Violence was not an uncommon way for powerful traders in the archipelago to set things right in case they felt wronged. In many ports violence was not, or not yet, a monopoly of the state. The situation varied from place to place, but particularly in those areas where states were either small and weak or not yet fully developed, trading companies like the VOC and the EIC tended to fend for themselves. Already the first voyage of the Dutch (1595-97), under the rude and strong-headed Cornelis de Houtman, was marked by violence (Van Goor, p. 82/83). It was not constricted to the Europeans either, although their influence and power, both financial as well as military, played an important role in the continuously flaring up of conflicts between the myriad of competing smaller and bigger states in the archipelago.

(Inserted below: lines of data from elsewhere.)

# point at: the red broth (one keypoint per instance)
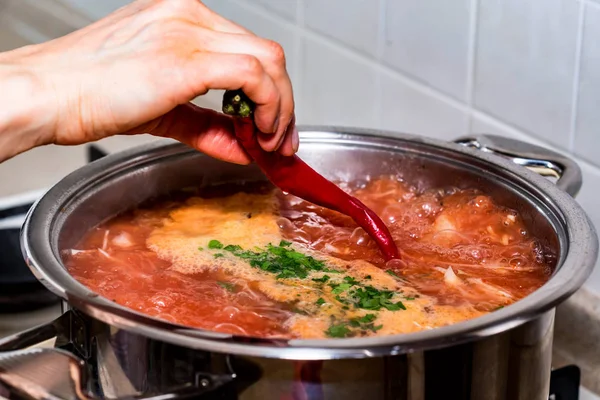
(462, 256)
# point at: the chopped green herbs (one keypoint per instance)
(226, 285)
(369, 298)
(350, 280)
(215, 244)
(332, 271)
(287, 263)
(390, 272)
(281, 260)
(353, 327)
(339, 331)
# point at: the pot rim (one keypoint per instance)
(578, 256)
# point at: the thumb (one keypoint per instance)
(205, 130)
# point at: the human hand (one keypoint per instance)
(136, 70)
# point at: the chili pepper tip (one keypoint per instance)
(237, 104)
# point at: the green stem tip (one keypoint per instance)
(237, 104)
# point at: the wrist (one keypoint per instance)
(25, 121)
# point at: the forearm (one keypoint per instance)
(24, 123)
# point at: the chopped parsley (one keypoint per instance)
(332, 271)
(281, 260)
(226, 285)
(390, 272)
(354, 327)
(338, 330)
(340, 287)
(322, 279)
(350, 280)
(215, 244)
(369, 298)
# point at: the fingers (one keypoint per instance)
(272, 58)
(220, 71)
(205, 130)
(211, 20)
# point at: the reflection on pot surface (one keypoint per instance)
(249, 260)
(111, 349)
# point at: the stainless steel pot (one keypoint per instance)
(113, 352)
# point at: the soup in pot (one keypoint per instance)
(251, 260)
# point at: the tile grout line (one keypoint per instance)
(471, 56)
(298, 48)
(471, 61)
(380, 43)
(411, 83)
(591, 3)
(576, 75)
(358, 56)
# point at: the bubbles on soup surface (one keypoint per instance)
(263, 263)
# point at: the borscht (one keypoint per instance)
(250, 260)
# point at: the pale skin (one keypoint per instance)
(135, 72)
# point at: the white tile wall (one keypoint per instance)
(353, 22)
(528, 69)
(429, 40)
(588, 116)
(525, 63)
(327, 73)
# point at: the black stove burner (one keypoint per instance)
(19, 290)
(564, 383)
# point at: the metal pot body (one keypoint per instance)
(114, 363)
(505, 354)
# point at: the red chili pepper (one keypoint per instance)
(294, 176)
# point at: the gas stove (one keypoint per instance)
(25, 303)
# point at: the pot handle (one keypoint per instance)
(545, 162)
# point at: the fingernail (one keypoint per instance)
(295, 140)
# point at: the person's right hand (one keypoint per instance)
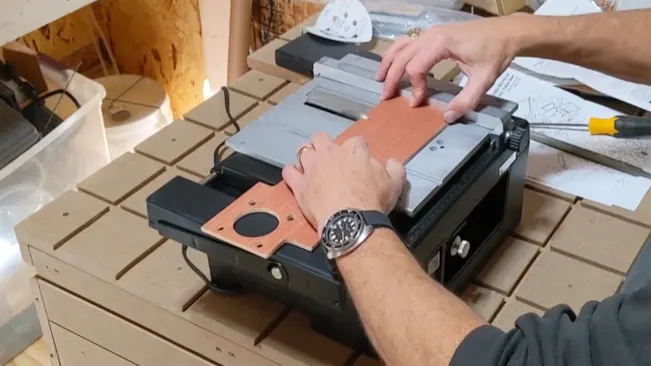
(482, 48)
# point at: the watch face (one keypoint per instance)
(343, 229)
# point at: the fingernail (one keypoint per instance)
(451, 116)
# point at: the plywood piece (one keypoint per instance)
(483, 301)
(148, 314)
(297, 30)
(284, 92)
(212, 112)
(264, 60)
(123, 176)
(75, 350)
(59, 220)
(385, 138)
(599, 238)
(113, 333)
(174, 141)
(39, 352)
(507, 265)
(293, 343)
(201, 160)
(137, 202)
(556, 279)
(367, 361)
(510, 312)
(111, 245)
(540, 216)
(241, 318)
(257, 84)
(164, 278)
(641, 215)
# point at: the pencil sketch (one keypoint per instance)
(549, 109)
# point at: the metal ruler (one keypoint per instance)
(590, 155)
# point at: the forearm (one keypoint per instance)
(615, 43)
(409, 318)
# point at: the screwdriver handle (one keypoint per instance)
(621, 126)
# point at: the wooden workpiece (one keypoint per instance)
(111, 291)
(385, 139)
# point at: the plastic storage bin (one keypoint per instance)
(71, 152)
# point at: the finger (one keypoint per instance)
(397, 70)
(356, 143)
(469, 97)
(294, 179)
(390, 55)
(321, 141)
(417, 69)
(398, 175)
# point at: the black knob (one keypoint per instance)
(518, 139)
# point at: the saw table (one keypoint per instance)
(112, 291)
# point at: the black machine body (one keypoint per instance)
(452, 236)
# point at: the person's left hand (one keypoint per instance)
(335, 177)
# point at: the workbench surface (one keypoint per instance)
(111, 291)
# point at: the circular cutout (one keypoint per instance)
(256, 224)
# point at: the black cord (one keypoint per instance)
(231, 121)
(197, 271)
(44, 96)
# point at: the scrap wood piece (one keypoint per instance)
(392, 130)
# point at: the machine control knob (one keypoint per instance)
(276, 272)
(460, 247)
(518, 139)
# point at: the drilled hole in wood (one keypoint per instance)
(256, 224)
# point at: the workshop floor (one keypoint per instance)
(34, 355)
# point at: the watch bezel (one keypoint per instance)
(334, 251)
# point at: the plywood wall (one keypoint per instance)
(274, 17)
(160, 39)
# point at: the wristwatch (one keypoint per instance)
(348, 229)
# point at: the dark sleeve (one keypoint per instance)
(615, 331)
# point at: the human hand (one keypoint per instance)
(334, 177)
(482, 48)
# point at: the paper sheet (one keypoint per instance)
(541, 102)
(635, 94)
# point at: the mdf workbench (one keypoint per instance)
(111, 291)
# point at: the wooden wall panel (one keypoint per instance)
(160, 39)
(268, 24)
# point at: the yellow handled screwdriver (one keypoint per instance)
(618, 126)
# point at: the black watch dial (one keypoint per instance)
(343, 229)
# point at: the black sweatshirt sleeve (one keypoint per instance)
(615, 331)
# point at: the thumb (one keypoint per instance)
(469, 97)
(398, 175)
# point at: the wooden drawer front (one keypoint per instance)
(74, 350)
(111, 332)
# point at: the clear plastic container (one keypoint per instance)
(71, 152)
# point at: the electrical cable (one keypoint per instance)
(231, 121)
(51, 93)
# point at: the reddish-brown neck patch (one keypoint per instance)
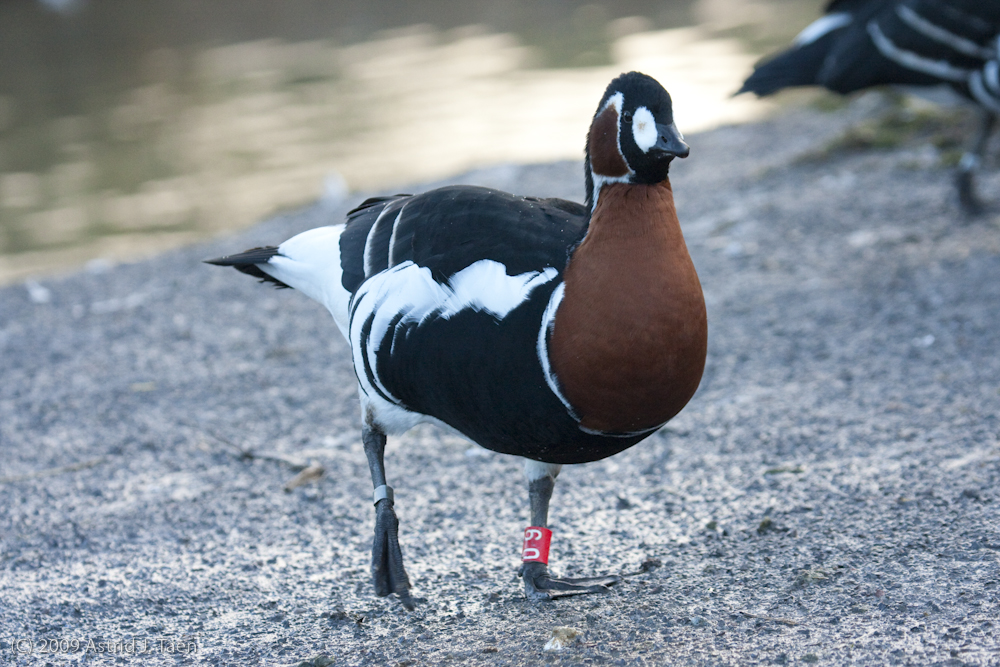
(602, 143)
(630, 336)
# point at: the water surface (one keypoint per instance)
(130, 126)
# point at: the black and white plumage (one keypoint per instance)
(547, 329)
(858, 44)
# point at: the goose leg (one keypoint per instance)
(387, 558)
(969, 164)
(538, 585)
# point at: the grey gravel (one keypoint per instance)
(830, 495)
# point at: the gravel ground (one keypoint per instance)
(830, 495)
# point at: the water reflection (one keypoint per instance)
(127, 147)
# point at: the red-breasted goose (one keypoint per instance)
(555, 331)
(857, 44)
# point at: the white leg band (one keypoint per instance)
(383, 492)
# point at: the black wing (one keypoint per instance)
(453, 227)
(907, 42)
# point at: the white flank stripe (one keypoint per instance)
(542, 347)
(411, 291)
(392, 238)
(910, 60)
(370, 241)
(939, 34)
(821, 27)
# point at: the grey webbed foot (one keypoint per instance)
(387, 558)
(538, 585)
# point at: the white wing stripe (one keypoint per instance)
(542, 347)
(939, 34)
(910, 60)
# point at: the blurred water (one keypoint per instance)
(130, 126)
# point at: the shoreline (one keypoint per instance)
(829, 496)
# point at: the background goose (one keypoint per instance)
(862, 43)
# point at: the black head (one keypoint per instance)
(632, 138)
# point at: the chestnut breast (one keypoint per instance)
(629, 340)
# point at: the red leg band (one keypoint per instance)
(536, 545)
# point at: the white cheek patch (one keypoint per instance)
(643, 129)
(615, 101)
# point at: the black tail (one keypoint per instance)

When it was founded the VOC was not only granted a trade monopoly with the East by the States General of the Dutch Republic, but it specifically obtained the right to maintain men of war as well as to raise an army not only in order to establish and defend its monopoly, but also to wage war on the enemies of the Republic, the Spanish and Portuguese. Once in the east the Dutch soon began to see the English, who followed in their trail, as the largest threat to their monopoly. At first this quite surprised the English, who sympathized with the Dutch in their struggle against the king of Spain and who tended to see them as their natural allies in Europe (Hall, p. 321). As Hall implies, the English no doubt reacted indignantly towards the aggression by the Dutch, which probably made them more determined to get their share of trade without giving in to demands they thought profoundly unreasonable. This reaction however may have been regarded by the Dutch as proof of the soundness of their suspicions against the English and therefore encouraged them to drive the enemy out, if needed by force.

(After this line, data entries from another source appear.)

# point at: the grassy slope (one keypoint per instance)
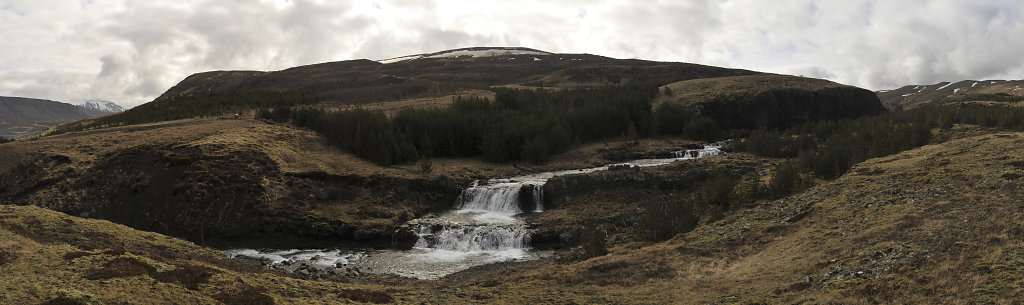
(936, 225)
(47, 255)
(915, 96)
(72, 173)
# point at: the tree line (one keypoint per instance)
(518, 124)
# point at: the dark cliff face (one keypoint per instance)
(786, 106)
(198, 193)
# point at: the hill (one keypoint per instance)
(22, 117)
(771, 101)
(364, 82)
(992, 91)
(915, 227)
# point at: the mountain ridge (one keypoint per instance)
(913, 96)
(25, 116)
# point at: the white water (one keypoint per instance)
(485, 226)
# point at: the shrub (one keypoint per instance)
(786, 180)
(719, 190)
(702, 129)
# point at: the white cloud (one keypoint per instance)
(131, 51)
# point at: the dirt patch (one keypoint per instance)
(62, 301)
(7, 257)
(366, 296)
(244, 295)
(121, 267)
(188, 276)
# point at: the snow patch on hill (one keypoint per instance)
(101, 105)
(469, 52)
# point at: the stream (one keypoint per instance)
(484, 226)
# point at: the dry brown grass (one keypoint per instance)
(688, 92)
(918, 227)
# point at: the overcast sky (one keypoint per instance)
(132, 51)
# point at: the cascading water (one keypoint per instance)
(484, 226)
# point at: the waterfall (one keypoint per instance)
(508, 199)
(708, 150)
(484, 226)
(482, 219)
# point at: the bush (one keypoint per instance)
(786, 180)
(702, 129)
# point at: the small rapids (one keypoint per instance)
(485, 226)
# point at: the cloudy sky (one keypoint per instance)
(132, 51)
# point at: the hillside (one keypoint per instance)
(22, 117)
(213, 179)
(912, 227)
(991, 91)
(770, 101)
(364, 82)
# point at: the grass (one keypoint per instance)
(939, 224)
(123, 265)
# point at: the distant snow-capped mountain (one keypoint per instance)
(471, 52)
(101, 105)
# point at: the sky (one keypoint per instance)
(130, 51)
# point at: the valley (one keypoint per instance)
(517, 176)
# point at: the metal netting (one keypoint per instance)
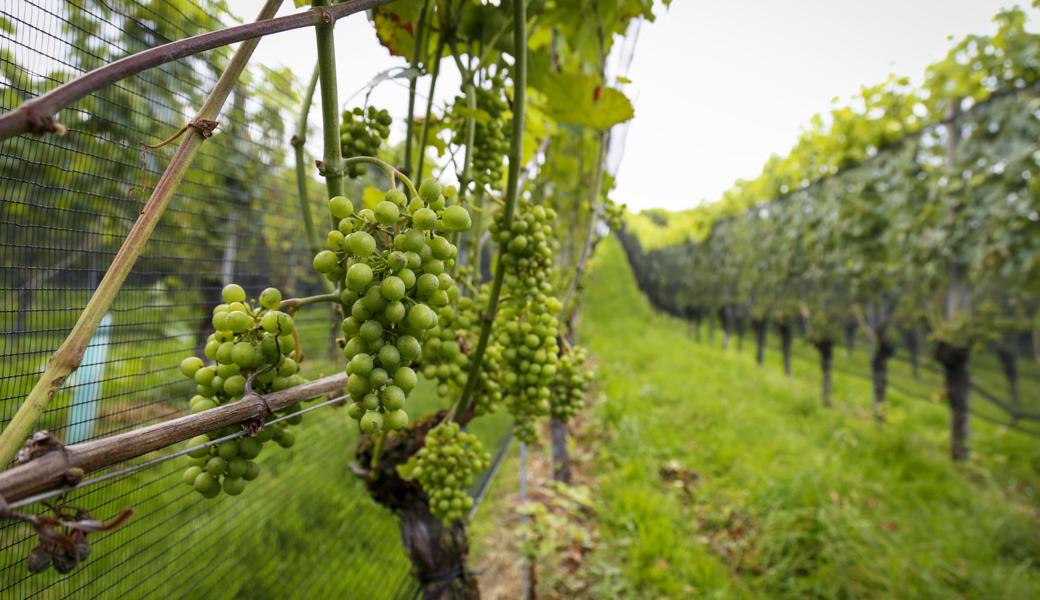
(306, 527)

No doubt the violence used by Coen was excessive and recognized as such at the time. Yet Coen was never condemned nor reproved by the Heeren XVII (the board of governors of the VOC). Dutch violence was probably encouraged by three factors. First of all irritation about English insistence on trading with the Bandas and fear that this would finally lead to a failure in maintaining the VOC's valuable trade monopoly and secondly the behaviour of the Bandanese themselves who were constantly breaking their agreements with the Dutch not seldom using violence and murder as well, as we saw in the case of admiral Verhoeff and his company. Thirdly the person of Coen himself, a headstrong man who was to carry out his mission with whatever means possible in the most determined way. A man with only one thing in mind: the interests of the VOC.

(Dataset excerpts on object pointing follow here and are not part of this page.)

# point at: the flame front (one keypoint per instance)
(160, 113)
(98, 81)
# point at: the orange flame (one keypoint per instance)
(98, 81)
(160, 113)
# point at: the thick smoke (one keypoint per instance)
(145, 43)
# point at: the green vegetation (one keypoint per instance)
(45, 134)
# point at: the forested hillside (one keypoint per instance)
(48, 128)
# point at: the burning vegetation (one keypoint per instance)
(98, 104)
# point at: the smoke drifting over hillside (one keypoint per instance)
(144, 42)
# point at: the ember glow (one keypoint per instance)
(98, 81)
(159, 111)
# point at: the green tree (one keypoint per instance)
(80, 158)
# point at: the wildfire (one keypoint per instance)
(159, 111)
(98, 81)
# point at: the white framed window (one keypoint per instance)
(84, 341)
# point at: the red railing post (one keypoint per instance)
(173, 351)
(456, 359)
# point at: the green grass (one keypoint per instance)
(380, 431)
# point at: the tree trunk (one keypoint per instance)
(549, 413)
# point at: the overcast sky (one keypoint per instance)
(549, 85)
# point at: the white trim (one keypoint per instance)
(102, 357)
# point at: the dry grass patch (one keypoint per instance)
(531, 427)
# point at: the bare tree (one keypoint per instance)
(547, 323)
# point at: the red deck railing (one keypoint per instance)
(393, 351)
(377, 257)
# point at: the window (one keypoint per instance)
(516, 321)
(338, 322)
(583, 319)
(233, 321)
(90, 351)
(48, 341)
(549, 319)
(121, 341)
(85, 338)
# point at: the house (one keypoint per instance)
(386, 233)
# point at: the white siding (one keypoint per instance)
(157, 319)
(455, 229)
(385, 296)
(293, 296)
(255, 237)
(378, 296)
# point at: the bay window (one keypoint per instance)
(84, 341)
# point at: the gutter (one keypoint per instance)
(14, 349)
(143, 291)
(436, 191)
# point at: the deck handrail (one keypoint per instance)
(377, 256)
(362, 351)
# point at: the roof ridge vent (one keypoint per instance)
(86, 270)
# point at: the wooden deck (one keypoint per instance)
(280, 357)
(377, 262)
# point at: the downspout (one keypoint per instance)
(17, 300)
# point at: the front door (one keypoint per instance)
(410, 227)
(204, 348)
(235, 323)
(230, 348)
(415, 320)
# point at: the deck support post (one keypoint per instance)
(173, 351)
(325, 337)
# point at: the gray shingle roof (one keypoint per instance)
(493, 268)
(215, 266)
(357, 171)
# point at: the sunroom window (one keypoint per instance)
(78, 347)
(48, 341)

At first it looked like relations between the Dutch and the Bandanese would develop peacefully, but they were soon at loggerheads with each other. The Dutch insisted on establishing a trade monopoly, but the Bandanese thought to profit from the continuously rising price of cloves and mace and therefore carried on their trade with the competitors of the VOC, particularly the English. The Dutch, who became more and more suspicious of the English and who feared the monopoly would finally be lost, decided that the only way of maintaining it was to conquer the islands. The actual conquest was only slightly delayed by the Anglo-Dutch treaty, which was almost certainly willfully ignored by Jan Pietersz. Coen. That he could do so shows how powerful the VOC had become as a 'state in the state.' Even though there was some criticism of the excessive violence Coen used in the Bandas, his actions were finally approved by his superiors and the States-General and until far into the twentieth century looked upon as a token of Dutch enterprise and heroism in the east.